Euphoric. Tingling. Pulsing. Mind-blowing. Out of this world. Indescribable. Throughout the ages, orgasms have been described in countless ways and to varying degrees. We have some idea about what people feel during an orgasm; however, less is known about the feelings that come immediately after an orgasm.
Feelings of gloominess or sadness after an orgasm have been widely reported. It's less clear how common it is for a person to feel post-orgasm guilt. Have you ever noticed feeling "down" after an orgasm in addition to feeling guilty? The reasons for "post-coital blues" appear to be primarily biochemical. Several possible explanations have been proposed.
Many people experience a drop in serotonin levels during or just after having an orgasm. Serotonin is the neurotransmitter in the brain that helps maintain feelings of contentment or happiness. Serotonin is great for the mood, but too much of it is not good for sex. Why might this be? The reason is unclear, but one piece of evidence for this theory can be found in the effects of a particular class of anti-depressants. One common side-effect of selective serotonin reuptake inhibitors (SSRIs) such as Prozac is a decrease in sex drive and a "dulling" of orgasms. Ironically, treatment for severe post-coital depression, where people feel severely depressed for a day or more after having an orgasm, includes SSRIs. Many people report that, while the orgasms are less intense on SSRIs, the post-orgasm crash disappears.
Another physiological explanation for your feelings could be related to prolactin levels in the blood stream. Prolactin, a hormone related to fertility, can spike just after orgasm and this can cause a depressed mood, as well. One additional physical explanation comes by way of the amygdala, the structure in the brain that regulates the flight-or-fight response. During sex, the activity in the amygdala decreases, but after sex, there can sometimes be a rebound effect, where the amygdala becomes overactive for a period of time. This, too, could be contributing to your feelings.
What is somewhat unique is that your feelings are guilt, specifically. It could be that you are feeling the blues, but explaining or attributing the gloomy feelings to guilt of some sort. When you experience these feelings, notice the thoughts that come up. What are you thinking about after sex? For some people, knowing that the negative feelings are chemically related can itself help reduce the feelings. If this doesn't work, it may be worth speaking with a health care provider about it, especially if you notice that it's preventing you from having sex. It may also be worth speaking with a counselor, even if there are no apparent psychological explanations. Some people experience a feeling of shame after orgasm. Slightly different from guilt, the shame is sometimes related to feelings of embarrassment or to fears being vulnerable.
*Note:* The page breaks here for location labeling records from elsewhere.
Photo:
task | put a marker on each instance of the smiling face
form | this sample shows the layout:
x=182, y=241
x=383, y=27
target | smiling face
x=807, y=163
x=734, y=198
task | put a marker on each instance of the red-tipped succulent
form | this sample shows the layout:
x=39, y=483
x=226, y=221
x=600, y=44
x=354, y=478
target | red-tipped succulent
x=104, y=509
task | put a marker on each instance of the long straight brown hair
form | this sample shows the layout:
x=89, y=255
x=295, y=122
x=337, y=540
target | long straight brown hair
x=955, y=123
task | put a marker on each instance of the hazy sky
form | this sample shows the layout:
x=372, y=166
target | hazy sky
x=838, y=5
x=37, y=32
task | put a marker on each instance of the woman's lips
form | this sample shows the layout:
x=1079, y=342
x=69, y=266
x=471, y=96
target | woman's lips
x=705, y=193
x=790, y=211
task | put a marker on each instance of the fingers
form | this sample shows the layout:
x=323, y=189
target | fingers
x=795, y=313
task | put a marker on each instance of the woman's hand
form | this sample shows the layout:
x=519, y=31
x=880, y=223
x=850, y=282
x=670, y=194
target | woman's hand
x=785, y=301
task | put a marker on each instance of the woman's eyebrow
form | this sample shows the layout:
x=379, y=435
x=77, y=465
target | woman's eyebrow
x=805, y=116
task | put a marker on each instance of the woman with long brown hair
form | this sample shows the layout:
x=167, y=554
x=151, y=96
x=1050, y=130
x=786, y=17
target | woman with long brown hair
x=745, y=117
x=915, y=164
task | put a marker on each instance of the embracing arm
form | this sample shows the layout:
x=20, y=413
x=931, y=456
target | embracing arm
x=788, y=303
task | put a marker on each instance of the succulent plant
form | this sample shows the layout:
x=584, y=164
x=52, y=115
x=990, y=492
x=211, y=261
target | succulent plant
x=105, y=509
Though these may come up more commonly in sex with others, they sometimes can surface even when you are alone, simply because a person can begin to generally associate feelings of shame with orgasm.
Whatever might be causing these feelings, know that experiences of guilt, shame, and depression after orgasm are not uncommon, even though people rarely talk about it. Most importantly, know that noticing the thoughts you are thinking, seeking therapy, and seeing a health care provider may all provide potential solutions.